Bethesda fans whenever there’s a discussion about Starfield
The first ~30-45 of the game was really broken. NPC’s didn’t care if you shot them/had not effect, voice lines were poorly thought-out, and it felt extremely hallow. The rest of the game is okay. I’m a big what Bethesda makes with their engine (antiquated as it might be), and while I hated FO76, the map was really neat. I’m a big fan of the amount of interactivity you can have with objects in their games. Their quests are usually interesting, and their worlds are typically filled with interesting characters. I love how they make the environment feel “lived in”, little things, like items stored in containers that make sense given the diary entry an NPC wrote.
This game is not fun. The shooting mechanics are okay, but the space battles feel like a mini-game, and the exploration is less satisfying than NMS by a mile.Trading is a joke, object value doesn’t seem to matter to vendors, vendors don’t have enough money. Apart from some very specific faction quests, the quests are not very entertaining and add little to the overall game experience. There are tons of bugs. I loaded my save the other day, since I have put down the game for a couple of months, not only in about 10 minutes of playing did one of my companions not know how to travel in my ship, they didn’t wear their suit in an unbreathable environment, I also could not find the “distortion” field while trying to find a monolith. It never triggered. I tried for 10 minutes and gave up. Performance is bad, and it’s even worse for Nvidia users. I have been the staunchest defender of the loading screens, as they didn’t bother me for the first ~50 hours, but it gets old. I end up using fast travel all the time to get back to my ship not because I am trying to hurry, but travel on inhabitable planets feels like a chore.

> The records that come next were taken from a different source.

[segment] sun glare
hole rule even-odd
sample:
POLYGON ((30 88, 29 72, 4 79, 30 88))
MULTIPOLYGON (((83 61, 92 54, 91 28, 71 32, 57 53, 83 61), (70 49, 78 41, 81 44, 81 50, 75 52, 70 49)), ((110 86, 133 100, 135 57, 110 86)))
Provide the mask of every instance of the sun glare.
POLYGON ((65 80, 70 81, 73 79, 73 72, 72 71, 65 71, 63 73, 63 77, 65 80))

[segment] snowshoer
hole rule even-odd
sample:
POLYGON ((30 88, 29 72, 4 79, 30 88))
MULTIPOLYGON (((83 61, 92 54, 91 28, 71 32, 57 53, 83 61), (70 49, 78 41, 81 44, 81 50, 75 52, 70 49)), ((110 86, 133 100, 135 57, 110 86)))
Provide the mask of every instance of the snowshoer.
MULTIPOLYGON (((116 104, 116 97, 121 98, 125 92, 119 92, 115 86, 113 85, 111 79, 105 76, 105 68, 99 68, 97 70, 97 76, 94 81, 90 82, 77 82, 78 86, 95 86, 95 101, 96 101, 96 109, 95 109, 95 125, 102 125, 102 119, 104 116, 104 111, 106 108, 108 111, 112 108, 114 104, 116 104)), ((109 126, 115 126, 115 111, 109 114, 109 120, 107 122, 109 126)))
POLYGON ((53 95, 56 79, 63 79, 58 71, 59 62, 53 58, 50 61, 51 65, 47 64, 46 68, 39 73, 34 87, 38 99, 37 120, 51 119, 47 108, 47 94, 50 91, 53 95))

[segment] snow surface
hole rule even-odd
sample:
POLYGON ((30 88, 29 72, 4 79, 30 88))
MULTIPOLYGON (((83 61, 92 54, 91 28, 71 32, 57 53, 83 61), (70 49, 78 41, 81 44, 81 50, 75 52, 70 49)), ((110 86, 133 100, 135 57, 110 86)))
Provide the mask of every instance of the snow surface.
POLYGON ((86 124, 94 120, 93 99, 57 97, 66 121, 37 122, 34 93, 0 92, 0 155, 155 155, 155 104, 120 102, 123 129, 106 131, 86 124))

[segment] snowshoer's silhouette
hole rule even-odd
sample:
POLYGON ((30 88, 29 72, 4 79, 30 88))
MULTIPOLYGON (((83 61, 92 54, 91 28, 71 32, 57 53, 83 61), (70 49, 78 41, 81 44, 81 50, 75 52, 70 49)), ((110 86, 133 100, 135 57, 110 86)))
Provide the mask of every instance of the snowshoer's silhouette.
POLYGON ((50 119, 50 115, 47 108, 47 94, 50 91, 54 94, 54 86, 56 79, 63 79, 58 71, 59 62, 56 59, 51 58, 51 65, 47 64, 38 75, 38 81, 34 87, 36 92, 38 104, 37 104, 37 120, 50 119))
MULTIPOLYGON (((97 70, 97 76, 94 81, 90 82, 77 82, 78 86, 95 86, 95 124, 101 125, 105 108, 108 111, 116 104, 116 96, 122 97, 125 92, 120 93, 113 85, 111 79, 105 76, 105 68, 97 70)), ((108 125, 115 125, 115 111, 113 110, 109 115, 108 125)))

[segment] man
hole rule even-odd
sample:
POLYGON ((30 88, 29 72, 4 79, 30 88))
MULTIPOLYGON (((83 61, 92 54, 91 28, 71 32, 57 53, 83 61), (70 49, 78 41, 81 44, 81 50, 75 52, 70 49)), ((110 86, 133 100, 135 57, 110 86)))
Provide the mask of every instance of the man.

Previous games like FO3, FO:NV, and FO4, felt like the player had more freedom to explore because you could pick a direction and just starting walking, and know you are going to find something unique and fun to explore/learn/fight. SF does not have that feeling. The procedural POI’s feel like tech demos. After you have found a couple space farms/labs/oil rigs, etc. you have seen them all.
I heard POIs even had identical journal logs
Yes, a lot of POIs are exact copies, down the same same loot, building layouts, and audio logs.
If I were to take a guess, they are probably “randomly” rotating between a few manually-generated logs, but I haven’t spent the time investigating every corner of duplicate sites.